Teru:バンドマンは人工知能に飲みこまれないと思うし、特に俺たちCrossfaithはそこに関しては自負がすごくあるんですよね。いくらチェスや碁がコンピュータに負けようが、俺たちにしかできない音楽をやっている自負がすごくある。ライブもそうだし音源もそうだし。

―結局、音楽を作る側も聴く側もその程度にしか音楽とか芸術とか表現に対して何かを求めてないからシンギュラリティなのかもしれないし。つまり良くも悪くも音楽がただの娯楽になってしまっている。

Teru:本当にそうでだと思います。

―で、そのこと自体を問題とするのかどうか? 個人的にはこのアルバムはそこを含めての問題提起なのかなぁと思っています。

Hiro:そう感じてくれたのはうれしいです。以前、アメリカツアーに行ったときのことなんですけど、ワープドツアーのお客さんがティーンエイジャーが多くて、自分が昔行っていたライブハウスとは全然違って、アミューズメントパークに行くくらいのノリでお客さんがイベントに足を運んでるのを感じたんです。で、それが僕はすごく嫌だったんです。自分がライブハウスや、バンドや、メタル、ハードコア、ロックに感じていたものが軽んじられているように思えたので。で、今の自分たちのお客さんにもそれを感じるときがあるんですね。俺らをある種のアミューズメントパークのように見ている、そういうレジャー的なものの一つとしてCrossfaithが使われてるんじゃないかって思うときがあって。

けど、俺らが音楽を好きになったときはそうじゃなかったし、今も僕自身はファンの前でアミューズメント的な存在でありたくないんですよ。
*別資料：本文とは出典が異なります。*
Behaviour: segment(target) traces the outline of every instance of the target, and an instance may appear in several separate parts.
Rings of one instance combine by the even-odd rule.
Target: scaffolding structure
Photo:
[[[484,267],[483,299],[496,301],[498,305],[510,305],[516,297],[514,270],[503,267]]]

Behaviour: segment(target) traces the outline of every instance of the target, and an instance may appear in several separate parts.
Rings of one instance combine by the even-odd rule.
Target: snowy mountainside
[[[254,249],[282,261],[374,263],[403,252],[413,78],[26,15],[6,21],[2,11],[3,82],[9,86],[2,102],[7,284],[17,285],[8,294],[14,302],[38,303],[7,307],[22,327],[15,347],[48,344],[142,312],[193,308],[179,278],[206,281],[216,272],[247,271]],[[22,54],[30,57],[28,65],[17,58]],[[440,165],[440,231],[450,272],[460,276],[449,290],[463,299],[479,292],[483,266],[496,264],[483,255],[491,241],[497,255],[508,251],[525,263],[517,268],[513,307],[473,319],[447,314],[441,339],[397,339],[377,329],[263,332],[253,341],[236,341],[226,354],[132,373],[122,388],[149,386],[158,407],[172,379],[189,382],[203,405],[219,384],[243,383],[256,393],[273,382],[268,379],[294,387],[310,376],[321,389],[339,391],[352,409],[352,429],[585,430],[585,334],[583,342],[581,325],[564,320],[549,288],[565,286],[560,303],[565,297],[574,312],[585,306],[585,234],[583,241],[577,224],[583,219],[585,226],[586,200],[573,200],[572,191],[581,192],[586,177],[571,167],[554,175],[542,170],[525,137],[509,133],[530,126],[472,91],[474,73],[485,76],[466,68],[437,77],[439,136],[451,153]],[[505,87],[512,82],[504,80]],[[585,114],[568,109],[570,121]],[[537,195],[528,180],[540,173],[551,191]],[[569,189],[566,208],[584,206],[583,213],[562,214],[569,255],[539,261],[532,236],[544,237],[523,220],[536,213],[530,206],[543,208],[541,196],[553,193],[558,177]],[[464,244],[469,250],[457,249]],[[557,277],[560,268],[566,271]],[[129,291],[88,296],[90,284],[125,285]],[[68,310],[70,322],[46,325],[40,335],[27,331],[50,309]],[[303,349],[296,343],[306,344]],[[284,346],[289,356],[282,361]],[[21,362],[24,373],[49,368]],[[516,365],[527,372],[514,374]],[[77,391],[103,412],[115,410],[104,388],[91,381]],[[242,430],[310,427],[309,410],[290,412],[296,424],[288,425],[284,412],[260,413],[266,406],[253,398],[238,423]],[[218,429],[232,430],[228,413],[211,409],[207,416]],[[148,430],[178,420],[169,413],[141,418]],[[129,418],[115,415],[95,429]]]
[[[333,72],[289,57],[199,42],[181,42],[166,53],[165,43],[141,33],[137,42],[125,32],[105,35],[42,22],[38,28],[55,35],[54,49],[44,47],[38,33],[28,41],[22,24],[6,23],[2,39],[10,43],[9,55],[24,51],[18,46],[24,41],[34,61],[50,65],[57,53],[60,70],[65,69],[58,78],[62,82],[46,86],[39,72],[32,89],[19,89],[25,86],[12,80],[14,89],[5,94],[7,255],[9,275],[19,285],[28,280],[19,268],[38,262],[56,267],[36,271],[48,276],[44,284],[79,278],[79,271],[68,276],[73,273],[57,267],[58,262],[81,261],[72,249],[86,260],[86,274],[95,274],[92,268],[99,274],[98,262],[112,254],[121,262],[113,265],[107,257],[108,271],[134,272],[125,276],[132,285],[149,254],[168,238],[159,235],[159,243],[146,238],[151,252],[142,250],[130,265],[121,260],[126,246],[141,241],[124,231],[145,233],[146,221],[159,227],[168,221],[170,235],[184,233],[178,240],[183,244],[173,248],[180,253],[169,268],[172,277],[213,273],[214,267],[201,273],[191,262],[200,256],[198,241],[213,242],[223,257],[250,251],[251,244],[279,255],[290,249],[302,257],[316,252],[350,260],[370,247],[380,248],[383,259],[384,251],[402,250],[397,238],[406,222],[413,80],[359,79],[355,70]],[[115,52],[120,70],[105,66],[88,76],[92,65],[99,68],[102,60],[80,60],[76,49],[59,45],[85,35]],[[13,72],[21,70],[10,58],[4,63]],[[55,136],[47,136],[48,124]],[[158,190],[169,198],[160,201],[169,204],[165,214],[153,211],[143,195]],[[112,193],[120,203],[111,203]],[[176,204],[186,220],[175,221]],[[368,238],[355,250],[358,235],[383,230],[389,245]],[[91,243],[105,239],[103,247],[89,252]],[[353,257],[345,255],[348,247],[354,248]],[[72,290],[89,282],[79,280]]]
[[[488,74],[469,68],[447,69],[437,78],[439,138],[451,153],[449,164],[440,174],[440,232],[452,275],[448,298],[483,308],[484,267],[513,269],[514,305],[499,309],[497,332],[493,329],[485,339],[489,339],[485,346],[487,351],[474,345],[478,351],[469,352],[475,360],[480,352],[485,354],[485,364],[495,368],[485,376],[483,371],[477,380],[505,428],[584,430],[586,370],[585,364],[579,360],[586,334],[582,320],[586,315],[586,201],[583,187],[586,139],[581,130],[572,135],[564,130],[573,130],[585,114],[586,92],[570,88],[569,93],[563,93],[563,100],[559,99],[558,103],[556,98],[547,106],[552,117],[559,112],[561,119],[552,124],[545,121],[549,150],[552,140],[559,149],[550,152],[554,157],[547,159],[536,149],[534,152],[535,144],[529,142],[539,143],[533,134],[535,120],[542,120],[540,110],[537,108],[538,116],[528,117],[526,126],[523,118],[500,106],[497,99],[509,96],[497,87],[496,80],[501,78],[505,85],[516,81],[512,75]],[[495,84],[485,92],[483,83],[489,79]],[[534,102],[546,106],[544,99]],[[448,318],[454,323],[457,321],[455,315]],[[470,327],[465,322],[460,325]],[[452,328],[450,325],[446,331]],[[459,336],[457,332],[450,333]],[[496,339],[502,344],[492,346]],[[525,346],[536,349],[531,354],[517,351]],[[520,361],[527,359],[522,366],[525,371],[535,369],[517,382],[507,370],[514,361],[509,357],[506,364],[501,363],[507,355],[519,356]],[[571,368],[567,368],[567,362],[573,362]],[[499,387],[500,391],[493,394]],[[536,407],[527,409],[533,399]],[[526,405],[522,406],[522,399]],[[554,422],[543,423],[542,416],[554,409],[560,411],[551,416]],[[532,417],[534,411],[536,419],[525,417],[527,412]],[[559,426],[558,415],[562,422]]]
従来、音楽も芸術も、もちろん教会に頼まれて描くキレイなものもあったと思うけど、個人の苦悩を描くものもが多かったはずです。そういう苦悩だったりが音楽や芸術の本質にあるものだと思うんです。しかも、そういうものは人間にしかないんじゃないかなと思うし。そういう感情をお客さんの中に送り込みたいんです。決して一過性のレジャーの一部じゃなくて、苦悩とちゃんと対峙するようなバンドであり続けたいなって思いますね。